Refer to NEWS for a complete list of changes, new features and bug fixes.

2014-04-02 new paper

Paper on OM3 Operators Accepted in FSS

A paper by A. Cena and me has been accepted for publication in Fuzzy Sets and Systems (doi:10.1016/j.fss.2014.04.001). It is a significantly extended version of our AGOP'2013 contributions entitled ``OM3: Ordered maxitive, minitive, and modular aggregation operators – axiomatic and probabilistic properties in an arity-monotonic setting.''
2014-03-12 software

stringi_0.1-25 Now on CRAN

The initial release of the stringi package for R is now available on CRAN. stringi is THE R package for very fast, correct, consistent and convenient string/text processing in each locale and any native character encoding. The use of the ICU library gives R users a platform-independent set of functions known to Java, Perl, Python, PHP, and Ruby programmers. The package’s API was inspired by Hadley Wickham’s stringr package. See the on-line manual for more information.
2014-03-11 new paper

IPMU 2014: Two Papers Accepted

The following papers have been accepted for publication in Proc. IPMU 2014:
  • Bartoszuk M., Gagolewski M., A fuzzy R code similarity detection algorithm.
  • Coroianu L., Gagolewski M., Grzegorzewski P., Adabitabar Firozja M., Houlari T., Piecewise linear approximation of fuzzy numbers preserving the support and core.
The conference proceedings will be published in Springer-Verlag's Communications in Computer and Information Science series.
2014-03-04 new book

Programowanie w Języku R [Programming in R]
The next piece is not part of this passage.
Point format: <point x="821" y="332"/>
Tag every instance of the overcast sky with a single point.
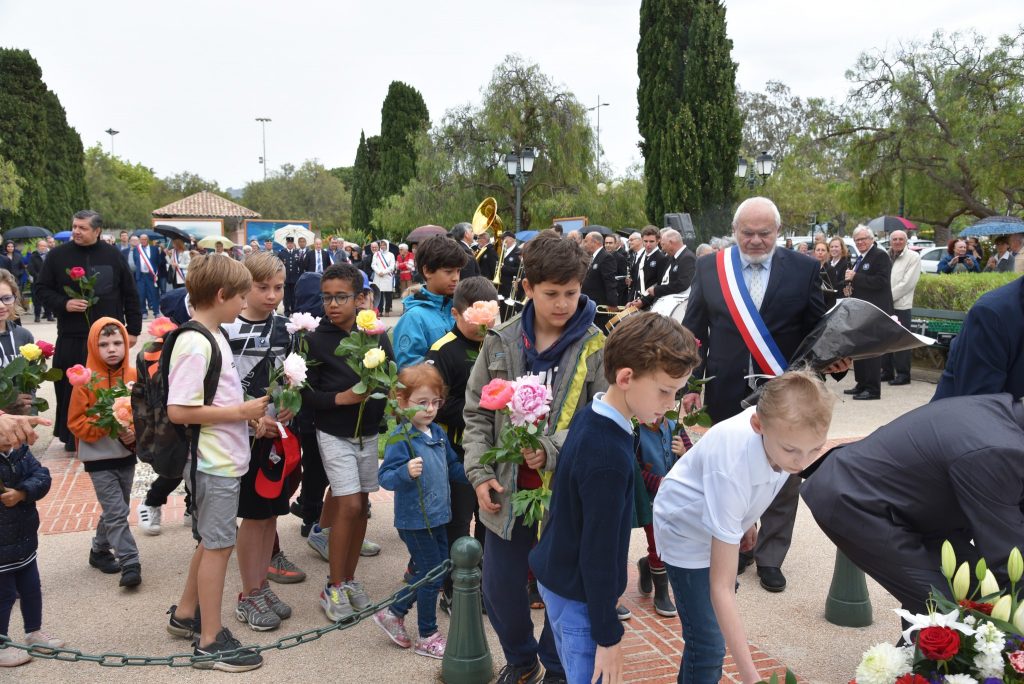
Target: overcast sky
<point x="183" y="81"/>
My R Programming Book (In Polish) is now available in bookstores. / Książka Programowanie w języku R jest dostępna w księgarniach. Polecam nie tylko do ,,poduszki''!
Programowanie w języku R - okładka
2014-01-03 software

FuzzyNumbers_0.3-3 Released

A new version of the FuzzyNumbers package for R is now available on CRAN.
** FuzzyNumbers Package CHANGELOG **


0.3-3 /2014-01-03/

* piecewiseLinearApproximation() now supports new method="SupportCorePreserving",
see  Coroianu L., Gagolewski M., Grzegorzewski P., Adabitabar Firozja M.,
Houlari T., Piecewise Linear Approximation of Fuzzy Numbers Preserving
the Support and Core, 2014 (submitted for publication).

* piecewiseLinearApproximation() now does not fail on exceptions thrown
by integrate(); fallback=Newton-Cotes formula.
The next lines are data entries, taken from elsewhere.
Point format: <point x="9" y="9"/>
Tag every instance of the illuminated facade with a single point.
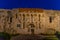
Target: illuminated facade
<point x="29" y="21"/>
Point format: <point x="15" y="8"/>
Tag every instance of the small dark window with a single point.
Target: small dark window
<point x="9" y="13"/>
<point x="16" y="15"/>
<point x="10" y="19"/>
<point x="50" y="19"/>
<point x="32" y="25"/>
<point x="18" y="25"/>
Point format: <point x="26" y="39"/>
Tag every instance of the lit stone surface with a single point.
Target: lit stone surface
<point x="29" y="21"/>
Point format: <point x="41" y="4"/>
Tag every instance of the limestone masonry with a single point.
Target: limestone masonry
<point x="29" y="20"/>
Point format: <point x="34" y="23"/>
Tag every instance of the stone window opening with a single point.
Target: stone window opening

* Removed `Suggests` dependency: testthat tests now available for developers
via the FuzzyNumbers github repository.

* Package manual has been corrected and extended.
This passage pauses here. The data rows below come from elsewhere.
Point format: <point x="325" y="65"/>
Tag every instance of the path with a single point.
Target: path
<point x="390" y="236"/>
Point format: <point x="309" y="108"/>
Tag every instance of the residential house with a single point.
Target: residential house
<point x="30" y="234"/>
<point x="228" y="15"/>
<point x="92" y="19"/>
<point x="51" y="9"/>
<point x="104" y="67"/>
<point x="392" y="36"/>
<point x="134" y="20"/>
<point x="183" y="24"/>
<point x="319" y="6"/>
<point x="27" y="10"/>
* Package vignette is now only available
online at
2013-12-07 new paper

Accepted Paper on Applications of Monotone Measures and Universal Integrals

The paper Gagolewski M., Mesiar R., Monotone measures and universal integrals in a uniform framework for the scientific impact assessment problem has just been accepted for publication in Information Sciences (doi:10.1016/j.ins.2013.12.004).
Abstract: The Choquet, Sugeno, and Shilkret integrals with respect to monotone measures, as well as their generalization – the universal integral, stand for a useful tool in decision support systems. In this paper we propose a general construction method for aggregation operators that may be used in assessing output of scientists. We show that the most often currently used indices of bibliometric impact, like Hirsch's h, Woeginger's w, Egghe's g, Kosmulski's MAXPROD, and similar constructions, may be obtained by means of our framework. Moreover, the model easily leads to some new, very interesting functions.

AGOP 2015 Website Launched

8th International Summer School on Aggregation Operators - AGOP 2015 website has been launched.